Error Accumulation: The strong inter-frame dependencies can exacerbate prediction errors during inference. To mitigate this, the authors introduce token re-encoding and refined sampling strategies, reducing distributional shifts and error propagation.

Methodology

Progressive Training Strategy

A sophisticated training regimen is employed, starting with image-based pretraining, transitioning to short videos, and finally extending to 10-second clips. This approach allows for gradual adaptation to long-range dependencies and complex video dynamics.

Token Re-encoding and Sampling

During inference, re-encoding of video tokens is used to align distribution across video segments, enhancing coherence in extended outputs. A top- $k$ sampling strategy balances diversity and quality, preventing error accumulation without sacrificing motion variability.

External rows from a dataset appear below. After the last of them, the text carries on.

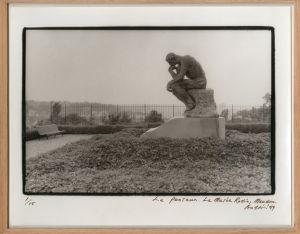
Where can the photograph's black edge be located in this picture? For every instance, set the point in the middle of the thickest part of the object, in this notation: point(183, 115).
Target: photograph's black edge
point(273, 117)
point(156, 28)
point(24, 108)
point(273, 143)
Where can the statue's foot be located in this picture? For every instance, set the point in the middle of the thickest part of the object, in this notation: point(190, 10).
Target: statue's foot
point(190, 106)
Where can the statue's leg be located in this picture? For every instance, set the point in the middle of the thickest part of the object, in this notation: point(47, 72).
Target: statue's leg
point(193, 84)
point(182, 95)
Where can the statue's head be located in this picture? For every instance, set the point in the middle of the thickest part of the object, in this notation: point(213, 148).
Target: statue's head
point(172, 59)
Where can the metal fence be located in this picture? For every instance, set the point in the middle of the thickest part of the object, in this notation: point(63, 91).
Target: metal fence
point(98, 114)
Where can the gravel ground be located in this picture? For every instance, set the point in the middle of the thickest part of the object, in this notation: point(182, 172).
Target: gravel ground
point(36, 147)
point(124, 163)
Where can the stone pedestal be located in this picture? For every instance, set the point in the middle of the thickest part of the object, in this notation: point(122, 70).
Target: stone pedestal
point(188, 128)
point(205, 104)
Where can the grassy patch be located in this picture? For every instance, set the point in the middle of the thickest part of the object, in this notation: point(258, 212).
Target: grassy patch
point(124, 163)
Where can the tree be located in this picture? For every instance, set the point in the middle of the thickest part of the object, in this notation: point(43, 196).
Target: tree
point(267, 99)
point(153, 117)
point(55, 111)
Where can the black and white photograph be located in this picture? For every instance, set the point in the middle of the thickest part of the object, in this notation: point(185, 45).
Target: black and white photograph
point(149, 110)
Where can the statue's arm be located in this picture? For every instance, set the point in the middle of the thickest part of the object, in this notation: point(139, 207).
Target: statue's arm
point(180, 74)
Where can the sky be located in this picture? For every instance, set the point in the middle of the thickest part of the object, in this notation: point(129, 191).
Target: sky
point(129, 67)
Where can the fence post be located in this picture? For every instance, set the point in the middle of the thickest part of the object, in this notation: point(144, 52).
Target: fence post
point(173, 110)
point(263, 113)
point(231, 113)
point(65, 113)
point(91, 111)
point(51, 111)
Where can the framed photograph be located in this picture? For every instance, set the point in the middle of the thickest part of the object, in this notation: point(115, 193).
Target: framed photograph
point(157, 118)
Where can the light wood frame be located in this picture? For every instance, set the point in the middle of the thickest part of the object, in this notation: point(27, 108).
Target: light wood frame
point(4, 228)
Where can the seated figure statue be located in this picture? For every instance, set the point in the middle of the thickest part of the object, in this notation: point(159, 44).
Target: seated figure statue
point(181, 67)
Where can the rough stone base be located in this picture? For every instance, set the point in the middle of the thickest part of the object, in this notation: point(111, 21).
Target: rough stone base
point(188, 128)
point(205, 104)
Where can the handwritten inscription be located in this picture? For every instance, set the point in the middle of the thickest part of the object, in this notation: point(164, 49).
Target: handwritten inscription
point(29, 202)
point(248, 204)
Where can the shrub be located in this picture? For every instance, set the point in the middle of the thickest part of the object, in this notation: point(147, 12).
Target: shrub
point(125, 118)
point(153, 117)
point(31, 135)
point(75, 119)
point(105, 129)
point(115, 118)
point(249, 127)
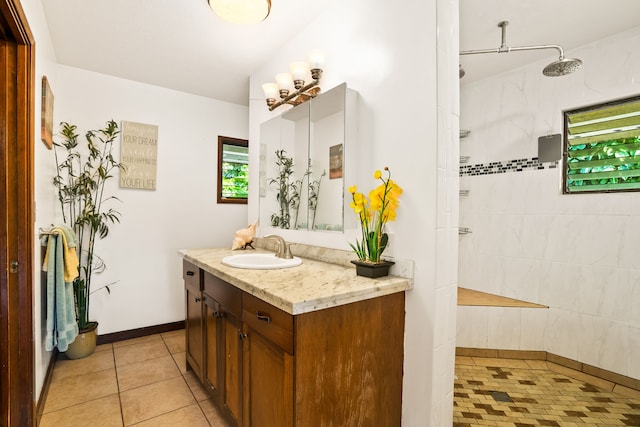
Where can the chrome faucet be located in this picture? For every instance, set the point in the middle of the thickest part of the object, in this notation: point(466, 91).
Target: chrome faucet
point(284, 251)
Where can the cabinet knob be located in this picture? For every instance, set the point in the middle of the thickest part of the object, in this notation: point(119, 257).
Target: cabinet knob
point(264, 317)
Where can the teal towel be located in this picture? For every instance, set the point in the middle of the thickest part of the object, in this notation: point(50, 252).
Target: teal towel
point(61, 324)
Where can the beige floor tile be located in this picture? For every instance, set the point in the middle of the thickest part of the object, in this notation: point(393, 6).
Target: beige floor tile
point(143, 403)
point(181, 361)
point(190, 416)
point(196, 386)
point(175, 343)
point(464, 360)
point(136, 340)
point(141, 351)
point(96, 362)
point(146, 372)
point(103, 412)
point(173, 333)
point(80, 388)
point(104, 347)
point(212, 413)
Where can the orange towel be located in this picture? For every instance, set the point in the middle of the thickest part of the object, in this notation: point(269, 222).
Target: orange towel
point(70, 257)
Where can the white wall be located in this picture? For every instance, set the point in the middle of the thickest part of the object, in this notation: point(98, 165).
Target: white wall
point(45, 63)
point(141, 251)
point(531, 242)
point(379, 54)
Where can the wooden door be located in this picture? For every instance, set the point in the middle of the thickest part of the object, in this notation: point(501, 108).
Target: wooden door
point(17, 401)
point(268, 383)
point(233, 366)
point(193, 329)
point(212, 348)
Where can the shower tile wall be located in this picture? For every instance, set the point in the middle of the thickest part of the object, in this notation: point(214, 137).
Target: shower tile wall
point(530, 242)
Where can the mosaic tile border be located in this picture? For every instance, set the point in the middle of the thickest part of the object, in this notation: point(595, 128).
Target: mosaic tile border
point(517, 165)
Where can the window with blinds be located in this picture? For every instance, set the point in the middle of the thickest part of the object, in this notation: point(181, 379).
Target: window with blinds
point(602, 147)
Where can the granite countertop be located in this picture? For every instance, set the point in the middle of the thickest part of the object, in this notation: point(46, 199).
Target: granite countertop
point(312, 286)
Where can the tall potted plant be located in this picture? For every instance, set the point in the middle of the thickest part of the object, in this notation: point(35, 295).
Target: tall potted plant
point(82, 173)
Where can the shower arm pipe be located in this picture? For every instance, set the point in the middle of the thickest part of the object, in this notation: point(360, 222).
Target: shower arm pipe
point(506, 49)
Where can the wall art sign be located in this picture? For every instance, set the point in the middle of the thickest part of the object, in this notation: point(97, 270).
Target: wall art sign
point(138, 153)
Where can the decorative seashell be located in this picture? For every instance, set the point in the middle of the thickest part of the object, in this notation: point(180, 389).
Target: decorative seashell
point(244, 237)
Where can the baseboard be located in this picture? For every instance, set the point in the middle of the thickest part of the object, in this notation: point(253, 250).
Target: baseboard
point(139, 332)
point(610, 376)
point(45, 386)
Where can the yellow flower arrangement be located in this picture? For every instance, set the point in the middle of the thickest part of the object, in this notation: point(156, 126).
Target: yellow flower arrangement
point(381, 208)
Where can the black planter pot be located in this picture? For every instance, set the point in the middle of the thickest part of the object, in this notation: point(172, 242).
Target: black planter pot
point(371, 269)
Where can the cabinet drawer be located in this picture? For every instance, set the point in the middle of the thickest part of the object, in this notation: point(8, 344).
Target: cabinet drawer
point(191, 275)
point(271, 322)
point(226, 294)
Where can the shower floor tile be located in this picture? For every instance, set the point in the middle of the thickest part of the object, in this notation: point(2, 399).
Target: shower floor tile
point(526, 395)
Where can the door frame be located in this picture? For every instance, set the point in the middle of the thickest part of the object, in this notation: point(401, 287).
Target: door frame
point(17, 96)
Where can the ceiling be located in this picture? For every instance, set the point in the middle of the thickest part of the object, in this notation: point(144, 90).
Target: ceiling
point(182, 45)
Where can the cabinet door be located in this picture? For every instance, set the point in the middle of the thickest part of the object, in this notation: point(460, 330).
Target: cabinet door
point(194, 330)
point(213, 350)
point(268, 382)
point(232, 365)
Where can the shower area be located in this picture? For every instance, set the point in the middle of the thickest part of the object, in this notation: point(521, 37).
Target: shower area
point(576, 256)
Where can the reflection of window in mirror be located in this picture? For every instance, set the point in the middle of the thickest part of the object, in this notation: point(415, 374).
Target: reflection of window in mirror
point(233, 170)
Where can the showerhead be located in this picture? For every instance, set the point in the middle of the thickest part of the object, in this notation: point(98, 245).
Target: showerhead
point(562, 67)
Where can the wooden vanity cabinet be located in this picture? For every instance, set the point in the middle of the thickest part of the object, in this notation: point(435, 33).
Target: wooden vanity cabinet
point(268, 364)
point(192, 277)
point(339, 366)
point(223, 346)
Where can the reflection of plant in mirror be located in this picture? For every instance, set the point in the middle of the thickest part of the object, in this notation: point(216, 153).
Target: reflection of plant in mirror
point(314, 191)
point(285, 170)
point(296, 192)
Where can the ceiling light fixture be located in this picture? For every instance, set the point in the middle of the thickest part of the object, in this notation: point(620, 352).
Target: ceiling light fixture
point(241, 11)
point(299, 72)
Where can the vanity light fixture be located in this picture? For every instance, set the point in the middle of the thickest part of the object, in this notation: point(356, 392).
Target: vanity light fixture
point(295, 79)
point(241, 11)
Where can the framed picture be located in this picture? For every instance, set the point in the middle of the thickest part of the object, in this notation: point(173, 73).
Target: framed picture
point(46, 127)
point(335, 161)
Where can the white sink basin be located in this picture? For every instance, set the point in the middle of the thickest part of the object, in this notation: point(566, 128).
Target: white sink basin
point(260, 261)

Super-Resolution Post-Processing

The framework incorporates a super-resolution and refinement module to augment the spatial fidelity of low-resolution outputs, rendering high-quality video content at scale.

Results and Impact

The experimental results reveal that Loong competently generates videos with consistent visual fidelity and dynamic content, aligning closely with textual prompts. Qualitatively, the model outperforms existing methods in long-form video generation tasks, as evidenced by user studies comparing Loong's outputs to those from state-of-the-art diffusion models like StreamingT2V.

Scalability and Versatility

The scaling experiments with models up to 7B parameters confirm the enhanced capabilities afforded by larger architectures in managing complex generative tasks. Additionally, the Loong framework demonstrates versatility across various generation scenarios, including adapting to dense text inputs in a zero-shot manner.

Implications and Future Directions

The work opens up broader implications for both practical applications and the theoretical understanding of multimodal LLMs. Practically, it offers improved tools for content creation in media and entertainment. Theoretically, it provides insights into extending LLM capabilities to more complex, multi-modal tasks. Future research could build on Loong by further exploring tokenization techniques and cross-modal integration, expanding the reach of autoregressive models into more diversified domains involving extensive temporal dependencies.

In conclusion, Loong represents a significant step forward in long video generation, displaying potential for both applied and foundational advancements in AI-mediated video synthesis. The techniques introduced could inspire further exploration into the scalable application of LLMs across different modalities and temporal scopes.